If the buyer’s operations differ materially from the seller’s and employees perform different work, the obligation to recognize the union may not apply. Buyers should evaluate their operational plans well in advance of closing to avoid unintentionally waiving rights or assuming unnecessary obligations.

Establishing New Employment Terms

Even when a buyer qualifies as a successor employer, it generally has the right to decline adoption of the existing collective bargaining agreement. Instead, the buyer may establish initial terms and conditions of employment and then negotiate a new agreement with the union. This approach allows the buyer to develop a contract aligned with its own business model rather than inheriting provisions designed for the seller’s operations.

Risks of Being Deemed a Successor

A buyer can lose the right to set new employment terms if its conduct suggests that existing employees will be retained without changes to wages, hours or working conditions. Misleading statements or unclear communications can result in a finding that the buyer has accepted the predecessor’s agreement as the status quo.

To reduce this risk, buyers should clearly communicate that they do not intend to adopt the existing collective bargaining agreement and that any post-closing employment offers will be made under new terms. Consistency is essential across transaction documents, public announcements, employee communications and offer letters. These precautions are especially important when purchasing a business with an active union.

Reviewing the Existing Collective Bargaining Agreement

Buyers should closely review the economic terms of the existing agreement, including wages, bonuses and benefits. While current pay levels may appear manageable, many agreements include automatic annual increases that are not tied to performance. Health care and other benefits can also present long-term cost concerns, particularly if mid-term changes are restricted.

Pension obligations require additional scrutiny. Employers that participate in underfunded multi-employer pension plans may face significant withdrawal liability if they later exit the plan. This exposure alone can weigh heavily against adopting a predecessor’s agreement.

Non-economic provisions also warrant careful analysis. These may include:

  • Promotion procedures
  • Overtime assignment
  • Hiring and layoff rules
  • Grievance and arbitration processes
  • Neutrality provisions
  • No-strike clauses
  • Subcontracting limitations
  • Management rights

Once established, these terms typically remain in place for three to five years and can be difficult to modify in future negotiations.

Operating Union Versus Non-union

Buyers should also consider how union status affects day-to-day operations. Unionized environments often involve less managerial flexibility, particularly in:

  • Hiring
  • Promotions
  • Terminations

Recall rights, seniority rules and for-cause termination standards can limit discretion that would otherwise exist in a non-union setting.

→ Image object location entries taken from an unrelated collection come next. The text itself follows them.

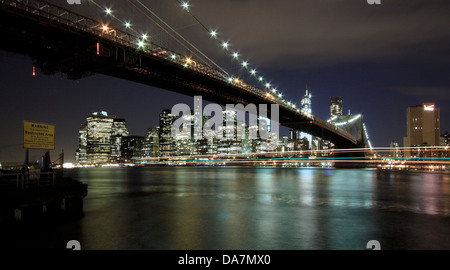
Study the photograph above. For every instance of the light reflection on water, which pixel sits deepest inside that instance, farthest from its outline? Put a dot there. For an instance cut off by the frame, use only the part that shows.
(259, 208)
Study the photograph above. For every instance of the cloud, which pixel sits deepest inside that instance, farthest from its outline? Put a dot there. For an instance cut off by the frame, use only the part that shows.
(432, 93)
(327, 32)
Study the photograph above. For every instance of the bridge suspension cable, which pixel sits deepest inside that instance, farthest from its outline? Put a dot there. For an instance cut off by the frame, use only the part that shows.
(235, 55)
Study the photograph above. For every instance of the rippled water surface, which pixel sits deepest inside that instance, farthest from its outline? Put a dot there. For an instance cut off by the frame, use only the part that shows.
(255, 208)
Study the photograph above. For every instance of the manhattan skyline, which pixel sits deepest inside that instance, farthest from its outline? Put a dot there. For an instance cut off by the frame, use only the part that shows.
(379, 65)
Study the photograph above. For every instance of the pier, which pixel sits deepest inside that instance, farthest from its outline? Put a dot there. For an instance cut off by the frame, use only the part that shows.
(25, 197)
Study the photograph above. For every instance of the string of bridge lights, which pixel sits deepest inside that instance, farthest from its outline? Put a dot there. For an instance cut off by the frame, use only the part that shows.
(143, 40)
(225, 44)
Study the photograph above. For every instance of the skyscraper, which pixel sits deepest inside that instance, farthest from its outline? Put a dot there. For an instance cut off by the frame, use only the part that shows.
(118, 131)
(166, 140)
(80, 155)
(131, 149)
(306, 108)
(150, 145)
(336, 108)
(423, 125)
(98, 135)
(100, 139)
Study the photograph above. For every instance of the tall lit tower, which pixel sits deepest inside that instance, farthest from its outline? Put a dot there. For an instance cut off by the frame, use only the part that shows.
(305, 104)
(336, 108)
(166, 139)
(423, 125)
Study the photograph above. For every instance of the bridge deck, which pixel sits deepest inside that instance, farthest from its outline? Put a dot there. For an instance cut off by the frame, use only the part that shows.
(62, 41)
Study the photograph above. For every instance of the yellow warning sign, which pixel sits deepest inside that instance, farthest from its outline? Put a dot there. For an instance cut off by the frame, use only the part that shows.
(38, 136)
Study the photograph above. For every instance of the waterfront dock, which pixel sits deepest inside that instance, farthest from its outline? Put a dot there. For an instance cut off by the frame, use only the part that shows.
(30, 196)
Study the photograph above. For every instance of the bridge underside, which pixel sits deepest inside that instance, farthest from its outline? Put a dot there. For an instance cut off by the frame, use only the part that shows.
(55, 47)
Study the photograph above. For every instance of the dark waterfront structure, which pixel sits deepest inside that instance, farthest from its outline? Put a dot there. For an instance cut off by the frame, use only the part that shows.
(166, 140)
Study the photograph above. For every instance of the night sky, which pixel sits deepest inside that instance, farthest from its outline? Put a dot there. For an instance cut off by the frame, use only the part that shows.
(379, 58)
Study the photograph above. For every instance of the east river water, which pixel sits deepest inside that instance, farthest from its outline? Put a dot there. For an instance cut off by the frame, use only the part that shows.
(252, 208)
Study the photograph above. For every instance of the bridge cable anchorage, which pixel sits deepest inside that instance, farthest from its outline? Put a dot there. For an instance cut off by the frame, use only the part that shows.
(141, 41)
(178, 34)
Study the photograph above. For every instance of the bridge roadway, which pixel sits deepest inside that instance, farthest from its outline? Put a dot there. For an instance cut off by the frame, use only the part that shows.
(59, 40)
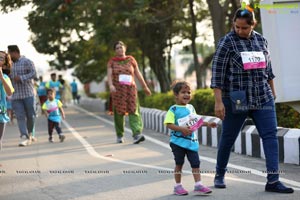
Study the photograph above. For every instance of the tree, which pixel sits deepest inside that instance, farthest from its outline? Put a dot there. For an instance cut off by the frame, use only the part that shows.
(80, 34)
(221, 15)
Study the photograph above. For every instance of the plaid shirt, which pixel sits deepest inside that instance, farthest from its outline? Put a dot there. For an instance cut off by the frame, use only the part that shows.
(24, 68)
(228, 73)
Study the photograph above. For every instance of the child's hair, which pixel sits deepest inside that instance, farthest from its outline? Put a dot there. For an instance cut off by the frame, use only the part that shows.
(177, 85)
(246, 14)
(51, 90)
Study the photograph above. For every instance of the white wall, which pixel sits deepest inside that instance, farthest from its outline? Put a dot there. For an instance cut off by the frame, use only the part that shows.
(281, 27)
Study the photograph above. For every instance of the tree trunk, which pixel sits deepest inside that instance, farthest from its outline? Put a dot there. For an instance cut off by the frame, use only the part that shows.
(158, 66)
(219, 14)
(194, 49)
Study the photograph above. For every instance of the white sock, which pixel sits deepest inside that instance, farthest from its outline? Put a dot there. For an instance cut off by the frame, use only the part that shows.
(198, 183)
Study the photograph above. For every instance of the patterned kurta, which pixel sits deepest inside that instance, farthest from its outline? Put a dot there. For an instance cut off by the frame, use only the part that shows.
(125, 97)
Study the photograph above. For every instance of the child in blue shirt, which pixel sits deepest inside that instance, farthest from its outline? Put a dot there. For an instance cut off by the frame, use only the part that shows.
(182, 119)
(54, 111)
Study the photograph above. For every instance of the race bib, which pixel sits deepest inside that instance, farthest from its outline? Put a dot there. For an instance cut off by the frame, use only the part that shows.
(193, 121)
(253, 60)
(125, 79)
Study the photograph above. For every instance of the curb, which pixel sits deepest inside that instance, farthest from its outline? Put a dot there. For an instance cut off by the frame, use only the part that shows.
(247, 143)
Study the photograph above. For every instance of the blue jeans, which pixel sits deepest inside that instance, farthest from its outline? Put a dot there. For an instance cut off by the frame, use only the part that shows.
(25, 113)
(266, 125)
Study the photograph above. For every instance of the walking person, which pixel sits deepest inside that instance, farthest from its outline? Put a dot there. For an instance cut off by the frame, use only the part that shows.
(183, 120)
(121, 71)
(6, 89)
(53, 109)
(42, 91)
(63, 90)
(242, 80)
(23, 102)
(74, 90)
(53, 83)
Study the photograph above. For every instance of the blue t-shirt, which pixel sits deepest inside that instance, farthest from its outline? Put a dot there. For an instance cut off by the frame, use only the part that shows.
(57, 86)
(52, 108)
(74, 86)
(175, 113)
(41, 90)
(3, 104)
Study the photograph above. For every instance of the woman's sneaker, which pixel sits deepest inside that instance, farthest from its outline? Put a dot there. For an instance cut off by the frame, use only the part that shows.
(179, 190)
(201, 189)
(278, 187)
(62, 138)
(138, 138)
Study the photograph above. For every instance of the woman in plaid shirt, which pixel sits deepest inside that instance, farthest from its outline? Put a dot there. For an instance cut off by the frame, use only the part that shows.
(242, 63)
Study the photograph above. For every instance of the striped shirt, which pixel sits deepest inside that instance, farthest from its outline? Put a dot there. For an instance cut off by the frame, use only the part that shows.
(228, 73)
(24, 68)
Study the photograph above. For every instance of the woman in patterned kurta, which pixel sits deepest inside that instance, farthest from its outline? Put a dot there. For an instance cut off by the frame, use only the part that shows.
(6, 89)
(121, 71)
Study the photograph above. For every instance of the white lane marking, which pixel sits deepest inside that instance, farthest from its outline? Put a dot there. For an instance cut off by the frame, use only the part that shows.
(92, 152)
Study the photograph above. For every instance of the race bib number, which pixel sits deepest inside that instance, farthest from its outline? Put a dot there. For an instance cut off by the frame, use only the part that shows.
(193, 121)
(125, 79)
(253, 60)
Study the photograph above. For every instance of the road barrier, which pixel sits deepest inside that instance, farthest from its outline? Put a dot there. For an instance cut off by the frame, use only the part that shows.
(248, 142)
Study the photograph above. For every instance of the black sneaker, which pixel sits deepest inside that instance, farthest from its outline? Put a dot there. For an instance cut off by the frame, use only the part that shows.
(51, 140)
(138, 138)
(62, 138)
(219, 181)
(278, 187)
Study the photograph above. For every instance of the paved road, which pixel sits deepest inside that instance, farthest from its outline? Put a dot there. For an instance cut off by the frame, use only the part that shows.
(90, 165)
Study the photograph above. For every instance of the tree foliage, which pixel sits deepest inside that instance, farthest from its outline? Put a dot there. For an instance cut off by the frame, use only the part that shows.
(80, 33)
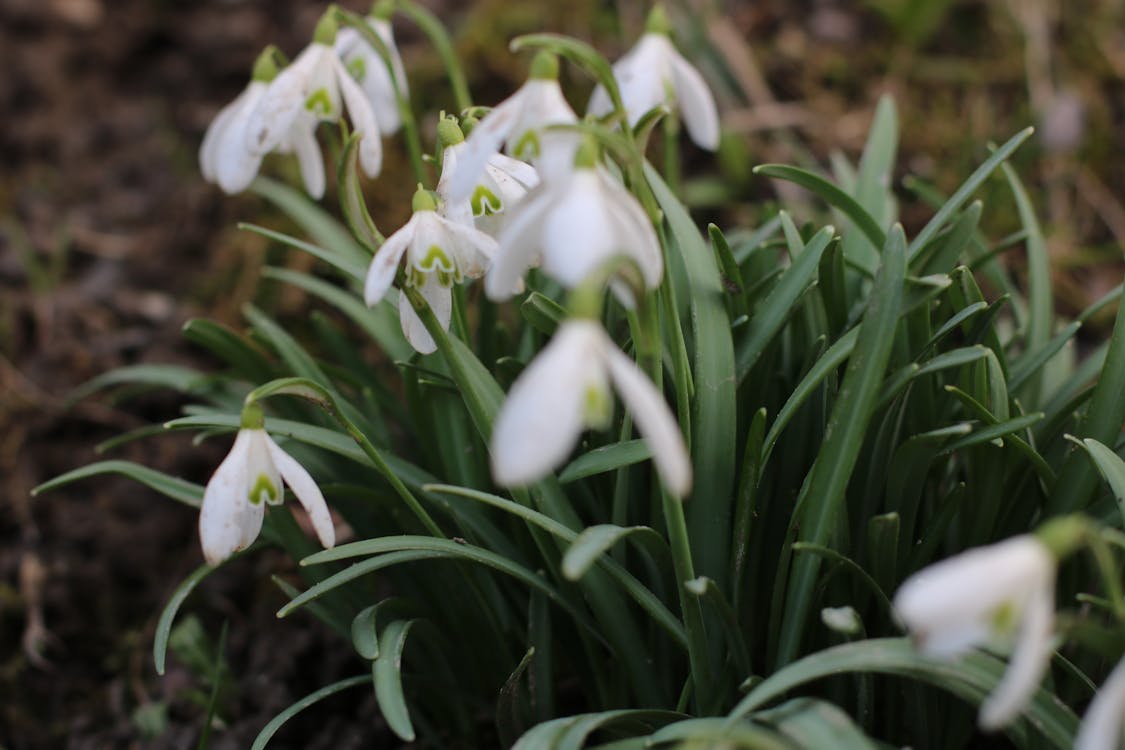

Grievance procedures can be time-intensive and require strict adherence to contractual steps. Errors in process can result in adverse outcomes for the employer and arbitration decisions may set precedents that apply to future situations. In some cases, labor-management relationships can become adversarial, particularly during contract negotiations or disciplinary actions.

Key Takeaways for Buyers

When purchasing a business with a unionized workforce, buyers must assess not only the legal obligations created by a collective bargaining agreement but also the broader operational and cultural implications. Failure to address these issues before closing can lead to lasting workforce challenges and operational constraints.

Careful planning, clear communication and early legal review can help buyers manage risk and position the business for long-term stability following the transaction.